Wiceminister finansów, pełnomocnik rządu do spraw wprowadzenia euro Ludwik Kotecki powiedział w czwartek, że w połowie przyszłego roku gotowy będzie Narodowy Plan Wprowadzenia Euro. Jego zdaniem, europejską walutę trzeba wprowadzić najszybciej, jak się da. Wyjaśnił, że Narodowy Plan Wprowadzenia Euro będzie zawierał dwa harmonogramy. Pierwszy ma przewidywać działania, które muszą być zrealizowane niezależnie od daty przyjęcia euro.
>>>Prezydent: Euro najwcześniej w 2015
"Drugi będzie miał charakter bardziej warunkowy. Będzie uwarunkowany datą, której w chwili obecnej nie jesteśmy w stanie podać. Ta struktura, a w szczególności Komitet, będzie rekomendował radzie ministrów podjęcie decyzji co do daty" - powiedział. Zastrzegł, że nastąpi to wtedy, kiedy zostaną spełnione warunki ekonomiczne i polityczne.

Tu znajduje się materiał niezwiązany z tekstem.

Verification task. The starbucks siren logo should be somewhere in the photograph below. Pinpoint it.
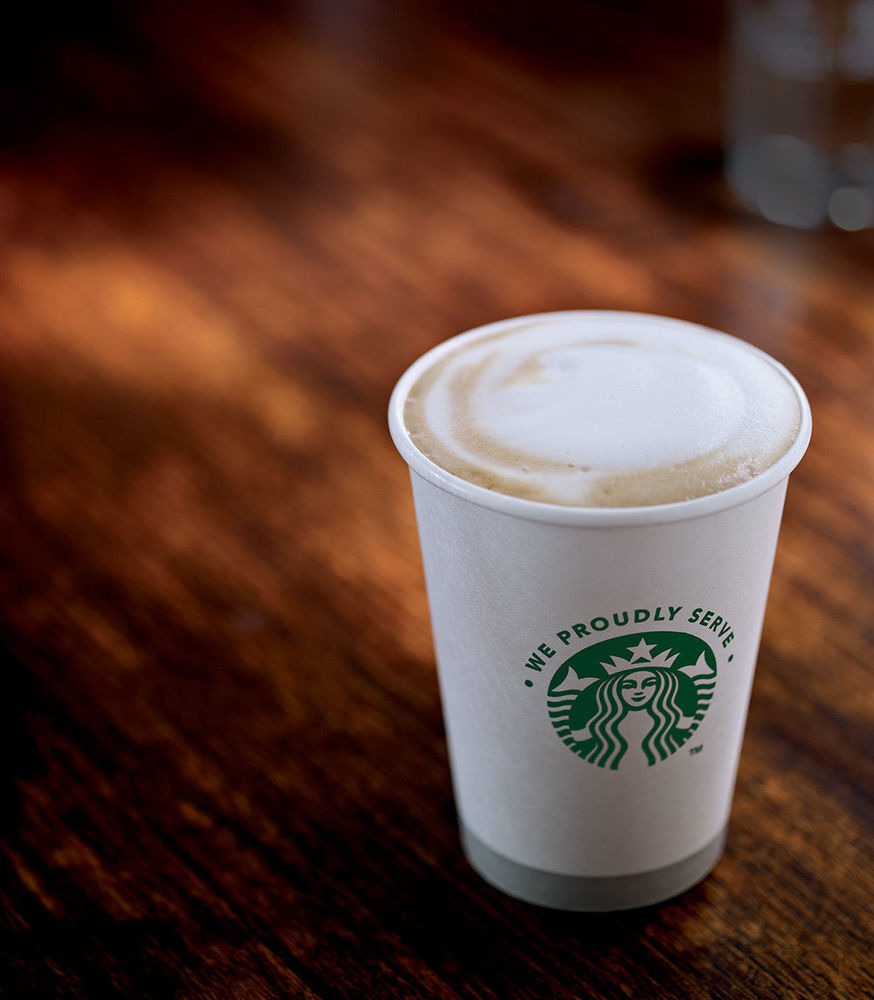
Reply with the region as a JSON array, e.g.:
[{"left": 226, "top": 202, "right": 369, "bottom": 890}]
[{"left": 547, "top": 632, "right": 716, "bottom": 771}]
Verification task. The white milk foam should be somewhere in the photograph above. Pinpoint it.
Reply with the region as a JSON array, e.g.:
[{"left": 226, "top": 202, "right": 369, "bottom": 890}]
[{"left": 404, "top": 313, "right": 801, "bottom": 507}]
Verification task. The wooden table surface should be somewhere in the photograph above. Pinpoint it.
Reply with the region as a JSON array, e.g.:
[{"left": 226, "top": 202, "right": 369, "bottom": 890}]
[{"left": 0, "top": 0, "right": 874, "bottom": 1000}]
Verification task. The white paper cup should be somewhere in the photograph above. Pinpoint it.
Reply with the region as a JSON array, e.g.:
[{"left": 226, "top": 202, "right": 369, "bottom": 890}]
[{"left": 389, "top": 314, "right": 811, "bottom": 910}]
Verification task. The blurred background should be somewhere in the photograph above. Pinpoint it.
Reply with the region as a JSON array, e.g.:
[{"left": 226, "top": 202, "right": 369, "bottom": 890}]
[{"left": 0, "top": 0, "right": 874, "bottom": 1000}]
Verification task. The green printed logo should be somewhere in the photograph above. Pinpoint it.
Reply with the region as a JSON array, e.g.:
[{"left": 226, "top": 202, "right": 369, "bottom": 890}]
[{"left": 547, "top": 632, "right": 716, "bottom": 771}]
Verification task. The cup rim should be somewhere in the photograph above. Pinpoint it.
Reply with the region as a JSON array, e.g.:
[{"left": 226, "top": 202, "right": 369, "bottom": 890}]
[{"left": 388, "top": 309, "right": 813, "bottom": 527}]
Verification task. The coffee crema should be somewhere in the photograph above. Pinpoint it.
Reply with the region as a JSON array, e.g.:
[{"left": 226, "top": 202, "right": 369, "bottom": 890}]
[{"left": 404, "top": 312, "right": 801, "bottom": 507}]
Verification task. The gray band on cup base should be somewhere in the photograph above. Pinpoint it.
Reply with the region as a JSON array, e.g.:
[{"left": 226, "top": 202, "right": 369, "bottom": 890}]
[{"left": 460, "top": 823, "right": 725, "bottom": 912}]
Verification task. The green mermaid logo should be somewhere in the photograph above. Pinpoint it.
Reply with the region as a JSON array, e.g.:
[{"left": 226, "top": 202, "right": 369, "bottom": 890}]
[{"left": 547, "top": 632, "right": 716, "bottom": 771}]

Pełnomocnik zarządu NBP ds. wprowadzenia euro wiceprezes NBP Witold Koziński wyraził opinię, że wprowadzenie euro w Polsce jest "całkowicie uzasadnione ze względów nie tylko gospodarczych, ale także politycznych". Koziński zapowiedział, że około połowy przyszłego roku Polska powinna spełnić kryterium inflacyjne przystąpienia do wspólnej waluty. Według Kozińskiego w połowie przyszłego roku inflacja osiągnie cel RPP na poziomie 2,5 proc. "Do tego czasu kraje UE, które mają deflację, wejdą w inflację powyżej zera i uda się spełnić to kryterium" - powiedział.